Recently I was granted access to WRDS (Wharton Research Data Services). This is run by the Wharton school at the University of Pennsylvania, and a collection of many interesting economic datasets. I was getting access for the CRSP dataset which is equity prices from the University of Chicago. Once I logged into WRDS it was like a five year old kid being given $100 and sent into a candy store with the directive of buy anything you want. I do have some self control, so I gave my self 30min to look around before I got back to the task at hand.
The CRSP dataset claims to the most complete equity dataset in existence. After messing with four equity datasets I am starting to believe the claims made that CRSP is the most complete. They have data going back to 1925, additionally they keep a unique ID of every equity and even if a stock changes name the unique ID stays the same. I have had multiple problems with other datasets because they used ticker as the primary key and tickers change. Oh also CRSP has ETFs, REITs, and ADRs in the dataset. To me ETFs are a big deal, because quants want to see the ETF data for benchmarking and hedging, but often equity datasets leave out ETFs because they are not true equities.

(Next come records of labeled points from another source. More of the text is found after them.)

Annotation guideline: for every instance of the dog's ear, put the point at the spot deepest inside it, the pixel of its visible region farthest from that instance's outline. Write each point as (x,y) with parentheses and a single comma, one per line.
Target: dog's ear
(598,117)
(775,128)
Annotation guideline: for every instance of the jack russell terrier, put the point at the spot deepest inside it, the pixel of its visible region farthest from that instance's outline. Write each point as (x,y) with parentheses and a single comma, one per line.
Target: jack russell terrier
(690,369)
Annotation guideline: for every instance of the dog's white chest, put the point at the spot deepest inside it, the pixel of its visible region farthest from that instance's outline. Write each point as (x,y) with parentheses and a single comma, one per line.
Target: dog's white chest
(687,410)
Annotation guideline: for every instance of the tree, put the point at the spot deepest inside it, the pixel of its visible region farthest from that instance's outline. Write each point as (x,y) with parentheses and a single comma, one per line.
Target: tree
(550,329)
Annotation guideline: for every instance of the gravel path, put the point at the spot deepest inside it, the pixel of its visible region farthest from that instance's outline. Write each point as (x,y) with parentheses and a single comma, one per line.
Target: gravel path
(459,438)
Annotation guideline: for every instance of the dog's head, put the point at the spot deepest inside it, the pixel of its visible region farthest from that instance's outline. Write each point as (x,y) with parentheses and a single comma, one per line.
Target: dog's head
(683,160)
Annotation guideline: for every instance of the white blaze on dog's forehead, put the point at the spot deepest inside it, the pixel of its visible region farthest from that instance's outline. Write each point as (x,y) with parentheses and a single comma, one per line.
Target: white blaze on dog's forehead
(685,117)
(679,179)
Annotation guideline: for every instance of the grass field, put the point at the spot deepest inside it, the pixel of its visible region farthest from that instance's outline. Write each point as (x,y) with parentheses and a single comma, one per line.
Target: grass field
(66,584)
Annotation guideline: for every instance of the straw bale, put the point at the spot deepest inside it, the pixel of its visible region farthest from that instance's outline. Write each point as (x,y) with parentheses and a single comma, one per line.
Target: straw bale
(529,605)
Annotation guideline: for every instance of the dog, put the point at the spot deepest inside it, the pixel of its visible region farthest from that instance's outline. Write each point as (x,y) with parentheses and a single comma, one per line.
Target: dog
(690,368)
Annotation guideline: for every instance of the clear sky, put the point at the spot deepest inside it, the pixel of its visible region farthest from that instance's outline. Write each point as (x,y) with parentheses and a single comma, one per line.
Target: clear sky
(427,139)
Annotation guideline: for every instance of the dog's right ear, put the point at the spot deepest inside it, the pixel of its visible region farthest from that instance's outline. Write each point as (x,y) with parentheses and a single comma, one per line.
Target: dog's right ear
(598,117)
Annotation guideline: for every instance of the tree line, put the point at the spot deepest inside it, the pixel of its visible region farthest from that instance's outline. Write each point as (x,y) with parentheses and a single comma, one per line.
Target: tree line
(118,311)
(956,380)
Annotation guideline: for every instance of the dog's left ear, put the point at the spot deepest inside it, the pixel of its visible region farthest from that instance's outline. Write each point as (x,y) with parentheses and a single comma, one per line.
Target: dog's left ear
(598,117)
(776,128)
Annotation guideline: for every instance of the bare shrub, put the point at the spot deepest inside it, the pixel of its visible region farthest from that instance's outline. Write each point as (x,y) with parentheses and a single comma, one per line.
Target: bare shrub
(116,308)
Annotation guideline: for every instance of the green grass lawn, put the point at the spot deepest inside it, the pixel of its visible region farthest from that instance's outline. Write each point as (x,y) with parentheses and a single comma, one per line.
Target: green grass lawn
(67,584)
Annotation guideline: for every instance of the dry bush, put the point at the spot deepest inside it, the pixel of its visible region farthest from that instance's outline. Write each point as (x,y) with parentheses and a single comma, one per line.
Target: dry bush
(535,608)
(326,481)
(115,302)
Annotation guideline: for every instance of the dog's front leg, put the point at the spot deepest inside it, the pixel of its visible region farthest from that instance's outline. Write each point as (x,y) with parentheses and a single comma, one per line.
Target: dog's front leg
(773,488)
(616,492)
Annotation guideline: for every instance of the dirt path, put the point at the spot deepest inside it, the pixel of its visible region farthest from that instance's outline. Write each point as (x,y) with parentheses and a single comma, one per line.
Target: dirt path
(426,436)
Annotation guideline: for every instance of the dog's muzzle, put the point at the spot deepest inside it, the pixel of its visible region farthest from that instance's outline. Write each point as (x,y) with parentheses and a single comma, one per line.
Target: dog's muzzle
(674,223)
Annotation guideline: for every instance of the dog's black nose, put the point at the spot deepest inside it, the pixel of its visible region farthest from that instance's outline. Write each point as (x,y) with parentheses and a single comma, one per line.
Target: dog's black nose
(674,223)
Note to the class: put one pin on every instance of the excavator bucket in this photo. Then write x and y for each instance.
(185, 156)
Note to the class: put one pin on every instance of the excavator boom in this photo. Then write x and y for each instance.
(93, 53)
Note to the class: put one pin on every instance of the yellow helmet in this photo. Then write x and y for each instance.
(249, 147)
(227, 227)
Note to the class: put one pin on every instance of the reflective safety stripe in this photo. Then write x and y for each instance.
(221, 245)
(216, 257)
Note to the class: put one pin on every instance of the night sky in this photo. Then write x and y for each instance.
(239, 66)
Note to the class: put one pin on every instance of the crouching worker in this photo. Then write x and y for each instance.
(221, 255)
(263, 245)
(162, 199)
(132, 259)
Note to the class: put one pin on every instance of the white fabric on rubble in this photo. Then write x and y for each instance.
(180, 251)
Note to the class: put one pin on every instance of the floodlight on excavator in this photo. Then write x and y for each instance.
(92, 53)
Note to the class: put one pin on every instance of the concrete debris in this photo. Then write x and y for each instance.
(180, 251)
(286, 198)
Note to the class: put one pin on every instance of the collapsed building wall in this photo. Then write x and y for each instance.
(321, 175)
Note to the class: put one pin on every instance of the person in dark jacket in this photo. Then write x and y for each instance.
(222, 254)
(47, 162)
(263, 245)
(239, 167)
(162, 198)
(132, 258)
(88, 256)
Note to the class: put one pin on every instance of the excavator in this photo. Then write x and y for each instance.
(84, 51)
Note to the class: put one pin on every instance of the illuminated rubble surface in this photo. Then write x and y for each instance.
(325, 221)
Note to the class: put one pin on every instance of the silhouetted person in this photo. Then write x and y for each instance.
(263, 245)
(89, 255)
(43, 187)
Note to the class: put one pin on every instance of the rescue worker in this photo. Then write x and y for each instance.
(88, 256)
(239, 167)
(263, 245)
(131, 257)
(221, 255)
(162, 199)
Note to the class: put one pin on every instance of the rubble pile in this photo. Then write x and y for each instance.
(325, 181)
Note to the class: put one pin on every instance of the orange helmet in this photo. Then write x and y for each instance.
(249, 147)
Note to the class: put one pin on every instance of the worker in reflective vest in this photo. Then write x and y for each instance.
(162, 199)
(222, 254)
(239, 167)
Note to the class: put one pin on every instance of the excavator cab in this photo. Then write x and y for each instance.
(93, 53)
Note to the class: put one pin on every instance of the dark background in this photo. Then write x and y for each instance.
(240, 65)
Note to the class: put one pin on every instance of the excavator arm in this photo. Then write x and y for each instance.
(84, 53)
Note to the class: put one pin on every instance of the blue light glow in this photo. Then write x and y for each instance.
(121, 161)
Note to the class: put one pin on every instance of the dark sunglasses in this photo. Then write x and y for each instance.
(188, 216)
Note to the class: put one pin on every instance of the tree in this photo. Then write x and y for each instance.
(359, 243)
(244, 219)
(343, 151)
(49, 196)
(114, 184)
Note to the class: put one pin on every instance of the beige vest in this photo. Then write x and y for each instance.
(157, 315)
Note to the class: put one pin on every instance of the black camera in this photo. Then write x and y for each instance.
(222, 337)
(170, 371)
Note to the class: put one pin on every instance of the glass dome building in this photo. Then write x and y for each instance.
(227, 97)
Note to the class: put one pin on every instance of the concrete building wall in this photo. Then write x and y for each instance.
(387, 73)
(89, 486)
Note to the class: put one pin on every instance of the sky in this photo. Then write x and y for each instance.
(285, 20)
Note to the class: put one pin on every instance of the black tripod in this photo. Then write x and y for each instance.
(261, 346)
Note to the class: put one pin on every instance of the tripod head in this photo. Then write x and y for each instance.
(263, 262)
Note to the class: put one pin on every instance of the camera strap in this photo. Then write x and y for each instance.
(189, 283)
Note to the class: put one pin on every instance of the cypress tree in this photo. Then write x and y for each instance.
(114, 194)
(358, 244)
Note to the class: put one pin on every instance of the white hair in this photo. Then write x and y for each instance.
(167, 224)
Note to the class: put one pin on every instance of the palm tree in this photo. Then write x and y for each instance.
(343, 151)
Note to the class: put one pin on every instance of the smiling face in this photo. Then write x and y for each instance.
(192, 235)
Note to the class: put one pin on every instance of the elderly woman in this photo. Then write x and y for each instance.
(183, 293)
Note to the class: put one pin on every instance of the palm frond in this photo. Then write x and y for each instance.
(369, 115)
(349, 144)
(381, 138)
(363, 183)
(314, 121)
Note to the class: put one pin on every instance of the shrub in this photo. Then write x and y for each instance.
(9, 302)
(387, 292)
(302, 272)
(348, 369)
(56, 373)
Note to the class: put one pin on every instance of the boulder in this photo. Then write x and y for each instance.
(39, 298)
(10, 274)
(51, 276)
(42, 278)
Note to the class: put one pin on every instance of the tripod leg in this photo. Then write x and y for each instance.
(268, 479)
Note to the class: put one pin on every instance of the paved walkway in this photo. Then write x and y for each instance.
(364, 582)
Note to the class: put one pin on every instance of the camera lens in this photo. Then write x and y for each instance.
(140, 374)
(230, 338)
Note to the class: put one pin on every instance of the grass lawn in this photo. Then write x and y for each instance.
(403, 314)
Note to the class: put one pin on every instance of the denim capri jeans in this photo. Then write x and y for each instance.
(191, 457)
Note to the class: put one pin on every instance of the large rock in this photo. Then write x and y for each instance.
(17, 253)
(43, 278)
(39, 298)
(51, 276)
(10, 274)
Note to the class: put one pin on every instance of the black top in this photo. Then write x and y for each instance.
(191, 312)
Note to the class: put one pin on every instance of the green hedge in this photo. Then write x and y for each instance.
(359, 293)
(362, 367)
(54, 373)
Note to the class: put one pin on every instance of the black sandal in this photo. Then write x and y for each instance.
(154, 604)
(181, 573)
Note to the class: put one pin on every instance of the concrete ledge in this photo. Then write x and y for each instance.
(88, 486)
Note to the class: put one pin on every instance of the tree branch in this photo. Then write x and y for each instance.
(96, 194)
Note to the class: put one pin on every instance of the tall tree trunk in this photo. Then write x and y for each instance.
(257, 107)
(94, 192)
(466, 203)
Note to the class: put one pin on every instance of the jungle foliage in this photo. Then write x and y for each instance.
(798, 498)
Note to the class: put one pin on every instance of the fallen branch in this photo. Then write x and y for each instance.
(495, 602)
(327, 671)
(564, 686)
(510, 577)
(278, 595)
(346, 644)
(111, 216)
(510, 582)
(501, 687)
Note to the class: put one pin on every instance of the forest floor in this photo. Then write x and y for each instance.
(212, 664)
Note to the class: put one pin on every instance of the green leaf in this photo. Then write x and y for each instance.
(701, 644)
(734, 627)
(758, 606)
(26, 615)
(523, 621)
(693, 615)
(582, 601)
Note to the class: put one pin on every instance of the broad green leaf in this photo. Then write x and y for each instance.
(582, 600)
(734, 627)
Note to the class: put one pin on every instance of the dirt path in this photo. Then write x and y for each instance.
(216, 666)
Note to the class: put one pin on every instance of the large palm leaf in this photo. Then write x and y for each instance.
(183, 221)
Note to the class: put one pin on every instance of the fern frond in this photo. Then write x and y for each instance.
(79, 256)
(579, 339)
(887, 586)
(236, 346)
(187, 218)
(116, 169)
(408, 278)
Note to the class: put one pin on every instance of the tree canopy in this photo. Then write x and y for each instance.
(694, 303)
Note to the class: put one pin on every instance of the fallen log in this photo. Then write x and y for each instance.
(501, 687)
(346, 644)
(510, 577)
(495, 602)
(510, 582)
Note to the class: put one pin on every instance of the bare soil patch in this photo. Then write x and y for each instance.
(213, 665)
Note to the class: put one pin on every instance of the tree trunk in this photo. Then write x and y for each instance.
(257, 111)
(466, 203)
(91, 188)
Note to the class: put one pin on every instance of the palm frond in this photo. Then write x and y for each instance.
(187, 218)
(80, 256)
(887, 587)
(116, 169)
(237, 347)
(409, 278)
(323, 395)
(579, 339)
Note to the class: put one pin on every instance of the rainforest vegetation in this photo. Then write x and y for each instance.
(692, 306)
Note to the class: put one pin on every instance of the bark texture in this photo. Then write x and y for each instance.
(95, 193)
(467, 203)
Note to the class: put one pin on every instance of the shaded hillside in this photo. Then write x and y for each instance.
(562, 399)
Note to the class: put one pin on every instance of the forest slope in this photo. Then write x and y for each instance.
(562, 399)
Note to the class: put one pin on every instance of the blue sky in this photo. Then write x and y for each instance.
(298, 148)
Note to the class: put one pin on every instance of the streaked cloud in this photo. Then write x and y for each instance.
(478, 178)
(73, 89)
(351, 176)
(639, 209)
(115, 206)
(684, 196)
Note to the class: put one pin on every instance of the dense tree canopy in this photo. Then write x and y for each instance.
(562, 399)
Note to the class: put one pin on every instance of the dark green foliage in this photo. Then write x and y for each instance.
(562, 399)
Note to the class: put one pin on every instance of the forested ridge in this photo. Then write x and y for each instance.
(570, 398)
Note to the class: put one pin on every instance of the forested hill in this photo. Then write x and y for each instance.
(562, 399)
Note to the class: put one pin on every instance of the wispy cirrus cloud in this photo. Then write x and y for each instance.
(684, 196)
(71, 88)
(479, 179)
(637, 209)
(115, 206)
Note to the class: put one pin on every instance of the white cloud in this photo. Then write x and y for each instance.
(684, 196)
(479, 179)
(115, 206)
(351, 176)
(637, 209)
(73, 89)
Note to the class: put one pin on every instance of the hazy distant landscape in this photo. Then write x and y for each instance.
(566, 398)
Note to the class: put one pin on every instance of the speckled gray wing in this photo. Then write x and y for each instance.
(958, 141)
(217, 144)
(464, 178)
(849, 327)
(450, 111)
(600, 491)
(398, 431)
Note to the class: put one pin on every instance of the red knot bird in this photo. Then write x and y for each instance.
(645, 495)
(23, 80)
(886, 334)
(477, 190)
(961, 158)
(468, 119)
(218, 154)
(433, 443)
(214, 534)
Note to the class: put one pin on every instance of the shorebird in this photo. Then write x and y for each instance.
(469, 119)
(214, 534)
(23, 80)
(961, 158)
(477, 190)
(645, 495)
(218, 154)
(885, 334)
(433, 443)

I have written a Zipline bundle loader for the CRSP data, which I have made public, it is available in my Alphacompiler Github repo.
Another useful dataset available on WRDS is the Compustat fundamental data. The Compustat data contains the usual balance sheet, income statement, and cash flow data that one would want in fundamental data. However they provide three data sets, one with restated data, one with preliminary data and one final dataset called point-in-time. The point-in-time data provides all data points for restatements and a date next to each value of when that data was known. For backtesting that is a huge point. There is even a merged CRSP Compustat-CRSP dataset.
RavenPack's sentiment data is also available on WRDS. If you are not familiar with RavenPack, it is a company that provides news analytics on publicly traded companies. They have updates every millisecond and provide millisecond data going back to 2001. I tried a sample of the data and it looked huge. I sent a query for all the events for INTC in January. Even on the uneventful days of early January when everyone is recovering from New Year's hangovers and holiday merriment, RavenPack detected 250 events for boring old INTC. It would be rough processing all these events for all equities.
RavenPack's venture backer claims that 70% of world's leading hedge funds use the dataset. That's interesting, because if everyone is using it isn't it then wouldn't trades get crowded? I could go on at length about this subject, but I will save that for another post. Word on the street is that RavenPack's data costs $100k/year and is worth it.
There are a ton of other datasets I don't have time to get into.